Zhihu is a high-quality Q&A community on the Chinese Internet, where tens of millions of users share their knowledge, experience and insights every day to find their own answers. In order to meet the needs of business development at different stages, the Zhihu container platform is also constantly evolving and improving, and almost all businesses are currently running on containers.

In the past two years, Zhihu has started using Rancher to manage Kubernetes clusters, and the cluster scale has gradually reached nearly 10,000 nodes. In this article, we'll show you how Rancher tuned the performance of a large-scale cluster to deliver up to 75% faster access to the point where page access is available.

Here are a few reasons why we chose Rancher as our container management platform:

Our business is deployed on multiple public cloud Kubernetes in China, and we need a unified platform to manage these Kubernetes clusters, and Rancher is very friendly to the compatibility of public cloud Kubernetes platforms in China.

Rancher lowers the barrier to entry for deploying and using Kubernetes clusters, making it easy to onboard and use individual Kubernetes clusters with the Rancher UI. R&D students who are not very familiar with Kubernetes can easily create resources such as Deployments, Pods, and PVs.

With Rancher Pipeline, we can implement CI/CD internally, allowing R&D to focus on the development of business applications. Even though the Rancher team informed us that Pipeline had been discontinued, its simplicity was still in line with our internal vision of CI/CD.

Rancher's continuous innovation capabilities are complemented by a series of ecosystem extensions and layouts around Kubernetes, such as k3s, a lightweight Kubernetes distribution, Longhorn, a lightweight distributed block storage system for Kubernetes, Harvester, an open-source hyperconverged infrastructure (HCI) based on Kubernetes, and RKE2, Rancher's next-generation Kubernetes distribution. Following the leading innovators is also beneficial to the continuous progress of the team.

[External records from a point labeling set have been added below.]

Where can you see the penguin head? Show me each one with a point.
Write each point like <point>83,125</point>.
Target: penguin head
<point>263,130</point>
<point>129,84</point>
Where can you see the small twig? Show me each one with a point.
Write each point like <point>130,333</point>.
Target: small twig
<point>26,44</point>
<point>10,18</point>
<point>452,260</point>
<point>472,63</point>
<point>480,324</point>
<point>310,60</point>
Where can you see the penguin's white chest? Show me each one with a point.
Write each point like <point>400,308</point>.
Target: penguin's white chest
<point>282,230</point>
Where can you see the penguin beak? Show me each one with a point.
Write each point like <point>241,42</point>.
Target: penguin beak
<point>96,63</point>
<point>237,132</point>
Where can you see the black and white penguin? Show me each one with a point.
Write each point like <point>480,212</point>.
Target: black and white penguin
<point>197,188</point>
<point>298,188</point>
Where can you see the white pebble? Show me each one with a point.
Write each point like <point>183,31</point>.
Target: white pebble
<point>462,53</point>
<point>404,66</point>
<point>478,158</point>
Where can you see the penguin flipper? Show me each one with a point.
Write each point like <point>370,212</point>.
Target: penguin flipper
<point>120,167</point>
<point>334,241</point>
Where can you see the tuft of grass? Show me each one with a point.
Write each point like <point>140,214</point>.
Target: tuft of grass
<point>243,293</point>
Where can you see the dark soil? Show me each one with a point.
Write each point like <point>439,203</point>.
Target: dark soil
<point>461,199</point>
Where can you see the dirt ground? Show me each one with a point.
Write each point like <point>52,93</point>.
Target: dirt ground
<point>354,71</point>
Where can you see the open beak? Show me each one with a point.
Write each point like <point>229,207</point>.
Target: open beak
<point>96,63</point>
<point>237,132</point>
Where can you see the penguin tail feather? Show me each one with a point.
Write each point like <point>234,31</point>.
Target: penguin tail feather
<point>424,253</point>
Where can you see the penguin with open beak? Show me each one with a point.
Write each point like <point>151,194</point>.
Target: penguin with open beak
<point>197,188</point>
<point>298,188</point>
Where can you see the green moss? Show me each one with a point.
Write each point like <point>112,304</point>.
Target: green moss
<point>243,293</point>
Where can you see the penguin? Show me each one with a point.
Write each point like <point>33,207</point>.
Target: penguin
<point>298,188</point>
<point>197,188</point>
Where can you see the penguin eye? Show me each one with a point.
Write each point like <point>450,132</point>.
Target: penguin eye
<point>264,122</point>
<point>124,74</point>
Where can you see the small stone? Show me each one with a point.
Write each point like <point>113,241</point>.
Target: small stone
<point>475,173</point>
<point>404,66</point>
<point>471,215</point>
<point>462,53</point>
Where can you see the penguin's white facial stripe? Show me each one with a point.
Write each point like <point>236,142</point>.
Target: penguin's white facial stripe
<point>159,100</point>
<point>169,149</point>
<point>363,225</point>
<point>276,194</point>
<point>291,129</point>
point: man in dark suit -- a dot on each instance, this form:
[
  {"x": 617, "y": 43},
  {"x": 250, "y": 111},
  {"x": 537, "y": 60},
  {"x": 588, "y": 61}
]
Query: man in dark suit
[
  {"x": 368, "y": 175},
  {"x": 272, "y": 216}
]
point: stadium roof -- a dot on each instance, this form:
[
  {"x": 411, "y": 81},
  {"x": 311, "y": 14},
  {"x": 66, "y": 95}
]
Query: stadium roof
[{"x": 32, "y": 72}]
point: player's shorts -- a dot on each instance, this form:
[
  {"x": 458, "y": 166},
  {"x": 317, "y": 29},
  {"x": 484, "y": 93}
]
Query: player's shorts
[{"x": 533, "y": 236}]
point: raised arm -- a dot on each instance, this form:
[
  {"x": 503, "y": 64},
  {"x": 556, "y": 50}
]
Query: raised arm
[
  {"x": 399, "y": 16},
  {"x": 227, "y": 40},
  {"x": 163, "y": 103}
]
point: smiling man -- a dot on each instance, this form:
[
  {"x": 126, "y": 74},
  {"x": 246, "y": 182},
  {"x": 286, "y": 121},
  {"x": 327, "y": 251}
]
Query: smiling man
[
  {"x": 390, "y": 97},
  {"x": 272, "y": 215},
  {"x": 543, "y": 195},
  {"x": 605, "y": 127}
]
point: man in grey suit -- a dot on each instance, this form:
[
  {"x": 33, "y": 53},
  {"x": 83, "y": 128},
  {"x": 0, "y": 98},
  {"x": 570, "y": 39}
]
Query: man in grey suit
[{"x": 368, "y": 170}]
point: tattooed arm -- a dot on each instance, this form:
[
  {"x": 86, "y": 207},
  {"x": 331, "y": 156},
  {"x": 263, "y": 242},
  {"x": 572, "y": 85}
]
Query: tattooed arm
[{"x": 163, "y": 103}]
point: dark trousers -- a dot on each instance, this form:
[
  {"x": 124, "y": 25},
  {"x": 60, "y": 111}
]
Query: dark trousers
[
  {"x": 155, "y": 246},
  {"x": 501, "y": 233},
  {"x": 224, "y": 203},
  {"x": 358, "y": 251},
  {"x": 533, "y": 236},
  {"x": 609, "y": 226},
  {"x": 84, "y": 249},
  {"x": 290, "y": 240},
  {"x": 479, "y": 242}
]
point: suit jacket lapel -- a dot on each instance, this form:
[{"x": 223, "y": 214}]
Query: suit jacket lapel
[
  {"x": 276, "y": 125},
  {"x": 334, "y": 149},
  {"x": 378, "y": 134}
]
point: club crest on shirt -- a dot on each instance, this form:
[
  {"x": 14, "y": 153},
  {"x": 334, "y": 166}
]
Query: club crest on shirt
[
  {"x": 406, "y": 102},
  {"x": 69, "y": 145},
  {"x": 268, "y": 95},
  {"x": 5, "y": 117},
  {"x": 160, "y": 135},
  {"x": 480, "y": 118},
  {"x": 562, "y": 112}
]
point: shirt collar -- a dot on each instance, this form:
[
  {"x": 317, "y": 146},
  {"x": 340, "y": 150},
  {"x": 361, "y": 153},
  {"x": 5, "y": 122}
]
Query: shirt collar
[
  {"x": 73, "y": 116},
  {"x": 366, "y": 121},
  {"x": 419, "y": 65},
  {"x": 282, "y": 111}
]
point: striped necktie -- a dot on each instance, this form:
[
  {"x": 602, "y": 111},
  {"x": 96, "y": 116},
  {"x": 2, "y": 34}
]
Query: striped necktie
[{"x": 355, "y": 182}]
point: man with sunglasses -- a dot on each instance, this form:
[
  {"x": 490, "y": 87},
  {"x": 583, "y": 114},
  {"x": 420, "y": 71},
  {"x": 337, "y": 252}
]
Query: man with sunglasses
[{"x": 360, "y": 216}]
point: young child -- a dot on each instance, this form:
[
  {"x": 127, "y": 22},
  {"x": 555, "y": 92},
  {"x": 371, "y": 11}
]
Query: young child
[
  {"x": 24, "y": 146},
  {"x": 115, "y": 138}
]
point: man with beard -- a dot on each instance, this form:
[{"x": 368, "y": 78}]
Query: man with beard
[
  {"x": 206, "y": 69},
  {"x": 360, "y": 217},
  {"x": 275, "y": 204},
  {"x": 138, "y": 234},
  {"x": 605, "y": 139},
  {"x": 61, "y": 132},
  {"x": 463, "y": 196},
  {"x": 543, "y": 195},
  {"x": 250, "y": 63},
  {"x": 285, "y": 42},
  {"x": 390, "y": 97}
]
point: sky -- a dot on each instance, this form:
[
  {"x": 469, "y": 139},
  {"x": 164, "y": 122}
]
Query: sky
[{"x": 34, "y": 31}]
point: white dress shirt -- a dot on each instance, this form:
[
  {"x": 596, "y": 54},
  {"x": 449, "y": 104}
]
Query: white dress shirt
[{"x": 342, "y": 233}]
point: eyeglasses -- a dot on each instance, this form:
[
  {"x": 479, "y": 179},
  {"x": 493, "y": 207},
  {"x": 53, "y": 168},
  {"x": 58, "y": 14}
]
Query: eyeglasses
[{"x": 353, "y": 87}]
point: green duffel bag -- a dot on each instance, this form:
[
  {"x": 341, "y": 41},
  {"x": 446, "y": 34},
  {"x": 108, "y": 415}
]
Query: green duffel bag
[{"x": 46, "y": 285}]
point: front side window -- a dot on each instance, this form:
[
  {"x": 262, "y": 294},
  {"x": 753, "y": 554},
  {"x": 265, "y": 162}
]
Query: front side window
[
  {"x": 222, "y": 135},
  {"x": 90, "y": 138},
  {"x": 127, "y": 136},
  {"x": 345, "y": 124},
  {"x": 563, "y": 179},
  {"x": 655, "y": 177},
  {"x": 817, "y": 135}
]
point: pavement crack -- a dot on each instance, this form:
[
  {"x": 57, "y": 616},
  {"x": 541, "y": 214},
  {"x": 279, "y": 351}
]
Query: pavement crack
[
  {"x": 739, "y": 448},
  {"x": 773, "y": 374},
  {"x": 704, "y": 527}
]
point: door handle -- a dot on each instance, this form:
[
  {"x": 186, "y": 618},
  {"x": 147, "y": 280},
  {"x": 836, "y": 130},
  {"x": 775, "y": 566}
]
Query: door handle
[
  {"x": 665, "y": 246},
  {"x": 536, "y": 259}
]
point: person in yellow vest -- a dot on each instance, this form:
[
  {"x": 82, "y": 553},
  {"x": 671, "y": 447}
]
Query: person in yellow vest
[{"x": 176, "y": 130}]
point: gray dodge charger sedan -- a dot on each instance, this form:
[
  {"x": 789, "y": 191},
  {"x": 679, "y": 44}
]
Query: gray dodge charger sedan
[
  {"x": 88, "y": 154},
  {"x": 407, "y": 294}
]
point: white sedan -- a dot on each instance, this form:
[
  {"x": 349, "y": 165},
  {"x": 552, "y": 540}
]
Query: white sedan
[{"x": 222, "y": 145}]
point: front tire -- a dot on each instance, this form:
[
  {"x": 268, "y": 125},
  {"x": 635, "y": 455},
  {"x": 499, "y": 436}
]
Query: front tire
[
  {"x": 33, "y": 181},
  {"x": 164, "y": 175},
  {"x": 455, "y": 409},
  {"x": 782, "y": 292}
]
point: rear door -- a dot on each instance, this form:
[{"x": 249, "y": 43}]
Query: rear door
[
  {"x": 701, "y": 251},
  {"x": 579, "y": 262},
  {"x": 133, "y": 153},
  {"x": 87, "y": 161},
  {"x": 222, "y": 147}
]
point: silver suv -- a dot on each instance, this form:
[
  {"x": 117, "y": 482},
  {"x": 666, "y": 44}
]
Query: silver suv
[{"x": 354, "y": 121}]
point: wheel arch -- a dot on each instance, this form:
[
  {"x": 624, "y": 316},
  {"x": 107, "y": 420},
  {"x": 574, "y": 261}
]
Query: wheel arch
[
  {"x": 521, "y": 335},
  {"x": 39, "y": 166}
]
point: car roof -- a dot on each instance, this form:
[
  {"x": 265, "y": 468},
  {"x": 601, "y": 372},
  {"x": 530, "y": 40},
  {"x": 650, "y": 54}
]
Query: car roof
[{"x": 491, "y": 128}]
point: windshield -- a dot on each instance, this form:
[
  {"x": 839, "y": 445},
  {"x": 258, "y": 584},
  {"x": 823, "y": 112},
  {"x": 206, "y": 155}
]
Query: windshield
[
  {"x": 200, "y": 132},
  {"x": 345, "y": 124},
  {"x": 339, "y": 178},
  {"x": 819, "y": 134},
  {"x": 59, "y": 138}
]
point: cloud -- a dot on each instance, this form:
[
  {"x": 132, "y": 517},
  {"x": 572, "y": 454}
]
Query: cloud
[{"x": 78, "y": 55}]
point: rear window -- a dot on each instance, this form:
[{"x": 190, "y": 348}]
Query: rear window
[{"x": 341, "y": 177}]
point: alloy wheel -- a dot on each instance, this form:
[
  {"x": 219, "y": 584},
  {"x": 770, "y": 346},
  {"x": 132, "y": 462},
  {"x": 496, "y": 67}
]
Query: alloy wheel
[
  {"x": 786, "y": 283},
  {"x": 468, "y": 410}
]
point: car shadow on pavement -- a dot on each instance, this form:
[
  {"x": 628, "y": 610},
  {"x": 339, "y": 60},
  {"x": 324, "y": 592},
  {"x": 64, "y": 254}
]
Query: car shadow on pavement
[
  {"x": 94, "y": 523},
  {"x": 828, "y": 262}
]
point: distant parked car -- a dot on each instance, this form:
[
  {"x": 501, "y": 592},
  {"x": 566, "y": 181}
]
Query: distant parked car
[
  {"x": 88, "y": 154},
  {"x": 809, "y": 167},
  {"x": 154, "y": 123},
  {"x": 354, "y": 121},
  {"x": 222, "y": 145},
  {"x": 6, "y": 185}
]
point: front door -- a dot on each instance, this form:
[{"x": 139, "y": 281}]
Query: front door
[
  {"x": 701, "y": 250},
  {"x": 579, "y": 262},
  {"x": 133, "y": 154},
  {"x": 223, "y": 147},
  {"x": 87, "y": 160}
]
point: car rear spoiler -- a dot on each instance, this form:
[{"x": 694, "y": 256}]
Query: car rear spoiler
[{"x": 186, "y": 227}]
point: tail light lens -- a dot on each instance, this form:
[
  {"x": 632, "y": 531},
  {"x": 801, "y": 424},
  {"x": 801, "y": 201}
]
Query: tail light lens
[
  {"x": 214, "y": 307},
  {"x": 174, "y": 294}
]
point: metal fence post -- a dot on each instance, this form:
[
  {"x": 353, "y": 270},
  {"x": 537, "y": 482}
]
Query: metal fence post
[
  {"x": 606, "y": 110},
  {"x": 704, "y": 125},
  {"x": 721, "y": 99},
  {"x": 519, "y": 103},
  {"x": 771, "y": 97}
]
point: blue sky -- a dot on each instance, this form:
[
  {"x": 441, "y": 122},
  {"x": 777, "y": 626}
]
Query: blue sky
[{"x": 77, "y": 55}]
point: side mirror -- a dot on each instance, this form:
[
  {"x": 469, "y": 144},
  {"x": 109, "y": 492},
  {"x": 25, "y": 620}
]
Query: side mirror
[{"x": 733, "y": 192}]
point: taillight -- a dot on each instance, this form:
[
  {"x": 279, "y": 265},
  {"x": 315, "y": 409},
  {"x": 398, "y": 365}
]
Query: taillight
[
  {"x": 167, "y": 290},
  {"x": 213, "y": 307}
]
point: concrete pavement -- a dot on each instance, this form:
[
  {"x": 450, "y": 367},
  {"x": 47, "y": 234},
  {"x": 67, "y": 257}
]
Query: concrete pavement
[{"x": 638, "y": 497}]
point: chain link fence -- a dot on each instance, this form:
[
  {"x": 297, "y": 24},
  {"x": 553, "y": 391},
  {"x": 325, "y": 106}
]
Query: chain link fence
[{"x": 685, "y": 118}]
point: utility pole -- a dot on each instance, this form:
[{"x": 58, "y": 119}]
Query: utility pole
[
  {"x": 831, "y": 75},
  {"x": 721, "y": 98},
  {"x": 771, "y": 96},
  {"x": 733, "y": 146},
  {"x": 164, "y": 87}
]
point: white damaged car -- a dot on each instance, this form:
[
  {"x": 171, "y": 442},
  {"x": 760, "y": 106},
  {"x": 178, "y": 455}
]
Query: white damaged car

As an international container manufacturer, Rancher has a very professional R&D team in China, and communication is very convenient. Many questions can be answered in the Rancher Chinese community, which can be said to be very conscientious for an open source and free platform.

Puzzle

When we first started using Rancher to manage small and medium-sized clusters, the Rancher UI provided almost all of the features we needed, and the UI was very smooth.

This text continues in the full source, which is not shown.